Jednocześnie zgodnie z art. 90 ust. 1 Ustawy z dnia 20 maja 2010 r. o wyrobach medycznych (Dz.U. 2010 Nr 107 poz. 679 ze zm.), produkt taki powinien być właściwie dostarczony, prawidłowo zainstalowany i utrzymywany oraz używany zgodnie z przewidzianym zastosowaniem, a użytkownik wyrobu jest obowiązany do przestrzegania instrukcji używania. Ustawa nie wymaga posiadania odpowiednich kwalifikacji do stosowania określonego wyrobu medycznego, jednak jego zastosowanie jest zdefiniowane w instrukcji.

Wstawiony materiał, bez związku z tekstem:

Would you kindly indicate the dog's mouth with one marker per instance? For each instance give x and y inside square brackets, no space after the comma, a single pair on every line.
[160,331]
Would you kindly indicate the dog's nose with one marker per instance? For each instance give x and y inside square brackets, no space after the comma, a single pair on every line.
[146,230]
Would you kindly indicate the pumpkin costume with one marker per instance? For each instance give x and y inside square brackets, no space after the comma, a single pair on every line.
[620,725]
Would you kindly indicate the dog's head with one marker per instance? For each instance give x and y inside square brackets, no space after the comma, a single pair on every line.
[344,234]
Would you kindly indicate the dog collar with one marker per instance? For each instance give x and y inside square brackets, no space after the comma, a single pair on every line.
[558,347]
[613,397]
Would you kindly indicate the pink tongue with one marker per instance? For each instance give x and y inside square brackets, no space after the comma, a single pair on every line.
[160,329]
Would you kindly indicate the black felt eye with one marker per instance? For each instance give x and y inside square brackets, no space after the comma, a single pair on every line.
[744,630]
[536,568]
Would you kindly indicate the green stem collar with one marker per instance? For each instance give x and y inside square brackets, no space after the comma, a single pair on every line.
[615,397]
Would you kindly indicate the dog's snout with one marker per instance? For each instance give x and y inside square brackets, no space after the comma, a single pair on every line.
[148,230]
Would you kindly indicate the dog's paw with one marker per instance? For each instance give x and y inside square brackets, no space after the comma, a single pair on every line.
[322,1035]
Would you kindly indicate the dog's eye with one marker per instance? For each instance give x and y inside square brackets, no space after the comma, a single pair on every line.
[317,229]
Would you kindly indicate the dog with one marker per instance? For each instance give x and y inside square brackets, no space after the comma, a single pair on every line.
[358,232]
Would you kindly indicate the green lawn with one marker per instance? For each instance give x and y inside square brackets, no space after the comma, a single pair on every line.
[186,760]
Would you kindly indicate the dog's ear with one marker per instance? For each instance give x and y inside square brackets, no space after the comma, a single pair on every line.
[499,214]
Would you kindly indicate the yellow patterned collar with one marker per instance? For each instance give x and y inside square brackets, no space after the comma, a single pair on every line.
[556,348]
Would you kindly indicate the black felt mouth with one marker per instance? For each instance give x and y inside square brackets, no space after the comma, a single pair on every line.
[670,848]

Jak zauważa w swojej analizie PTMEiAA wyrób medyczny jest dostarczany z instrukcją, zawierającą ograniczenia co do kręgu osób, które mogą stosować dany produkt. Zgodnie z zaleceniami producenta, zgłoszonymi do Urzędu Rejestracji Produktów Leczniczych, Wyrobów Medycznych oraz Produktów Biobójczych, zgodnie z wymaganiami przewidzianymi Ustawą o wyrobach medycznych, oraz instrukcją użytkowania zamieszczonymi na ulotce dołączonej do opakowania, wyroby takie jak wypełniacze mogą być stosowane wyłącznie przez lekarzy, którzy przeszli odpowiednie przeszkolenie.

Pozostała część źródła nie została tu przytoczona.